А еще более будем просить их не заставлять богов предаваться горести и взывать:

Горе мне бедной, горе некстати героя родившей![140]

Если же не должно заставлять и богов, то тем менее могут они сметь подражать величайшему из них, – подражать столь несообразно, что он говорпт:

Горе! любезного мужа, гонимого около града
Видят очи мои, – и болезнь пронзает мне сердце[141].

Или:

Горе! я зрю, Сарпедону, дражайшему мне между смертных,
Жребий достался упасть под рукою Патрокла сраженным[142].

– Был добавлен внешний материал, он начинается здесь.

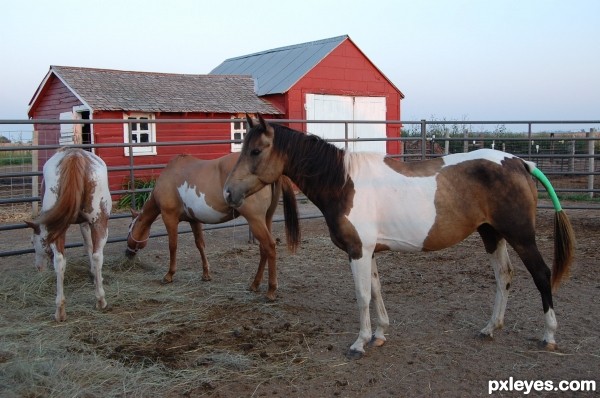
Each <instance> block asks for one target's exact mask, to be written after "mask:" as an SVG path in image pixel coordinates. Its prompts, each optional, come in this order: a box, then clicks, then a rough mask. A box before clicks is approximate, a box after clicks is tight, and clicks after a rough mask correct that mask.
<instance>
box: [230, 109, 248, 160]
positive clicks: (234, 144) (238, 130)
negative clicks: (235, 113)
mask: <svg viewBox="0 0 600 398" xmlns="http://www.w3.org/2000/svg"><path fill="white" fill-rule="evenodd" d="M240 118H241V116H239V117H234V118H232V119H233V120H232V122H231V139H232V140H243V139H244V136H245V135H246V122H244V121H242V120H240ZM241 150H242V143H241V142H240V143H237V142H232V143H231V152H239V151H241Z"/></svg>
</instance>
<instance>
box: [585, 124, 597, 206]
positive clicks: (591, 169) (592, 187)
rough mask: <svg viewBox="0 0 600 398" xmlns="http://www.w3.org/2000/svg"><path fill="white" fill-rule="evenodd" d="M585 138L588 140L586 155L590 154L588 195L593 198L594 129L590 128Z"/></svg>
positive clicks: (593, 179)
mask: <svg viewBox="0 0 600 398" xmlns="http://www.w3.org/2000/svg"><path fill="white" fill-rule="evenodd" d="M586 138H588V139H589V141H588V155H590V157H589V158H588V173H589V174H588V189H589V191H590V193H589V195H590V199H593V198H594V170H595V165H594V151H595V146H596V145H595V144H596V141H595V140H594V138H596V131H595V130H594V129H593V128H590V132H589V133H587V134H586Z"/></svg>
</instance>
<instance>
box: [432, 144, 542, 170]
mask: <svg viewBox="0 0 600 398" xmlns="http://www.w3.org/2000/svg"><path fill="white" fill-rule="evenodd" d="M512 158H516V156H514V155H511V154H509V153H506V152H500V151H497V150H494V149H489V148H484V149H478V150H476V151H472V152H465V153H455V154H451V155H446V156H444V157H443V158H442V159H443V160H444V167H447V166H455V165H457V164H459V163H462V162H467V161H469V160H478V159H485V160H489V161H490V162H494V163H496V164H498V165H502V161H503V160H505V159H512ZM523 162H525V164H526V165H527V167H528V168H529V171H531V170H533V168H534V167H535V163H534V162H530V161H527V160H523Z"/></svg>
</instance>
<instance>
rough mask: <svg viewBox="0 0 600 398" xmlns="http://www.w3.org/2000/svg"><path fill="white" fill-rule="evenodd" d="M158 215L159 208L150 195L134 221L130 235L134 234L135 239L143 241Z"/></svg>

Ведь если наши юноши, любезный Адимант, будут слушать это серьезно, не смеясь над недостойною речью, то едва ли кто-нибудь, хоть и человек, поставит себя ниже богов и будет недоволен собою, когда ему придет в голову сказать или сделать что-нибудь подобное: напротив, нисколько не стыдясь и не удерживаясь, он, при всех малейших огорчениях, станет распевать длинные жалобы и выражать скорбные чувства.

– Ты говоришь весьма справедливо, – сказал он.

– Стало быть, этого и не должно быть, как в нашем рассуждении сейчас доказано; стало быть, этому надобно и верить, пока кто-нибудь не уверит нас в ином лучшем.

– Конечно, не должно быть.

– Впрочем, не следует нам любить и смех; ибо кто предается сильному смеху, тот напрашивается почти на столь же сильную и перемену.

– Мне кажется, – сказал он.

– Итак, нельзя допускать, чтобы людей, достойных уважения, заставляли предаваться смеху; а еще менее прилично это богам.

– И гораздо менее, – сказал он.

– Поэтому мы не примем у Омира и подобных речей о богах:

Смех несказанный воздвигли блаженные жители неба,
Видя, как с кубком Ифест по чертогу вокруг суетится[143].

Ведь этого, по твоему мнению, принять нельзя.

– Как скоро хочешь положиться на мое мнение, – сказал он, – так уж, конечно, нельзя.

– Надобно также высоко ценить и истину[144]. Если недавно сказанные вами слова справедливы и богам ложь действительно не полезна, а людям она приносит пользу в виде лекарства, то явно, что ее можно предоставить врачам, частные же лица прибегать к ней не должны.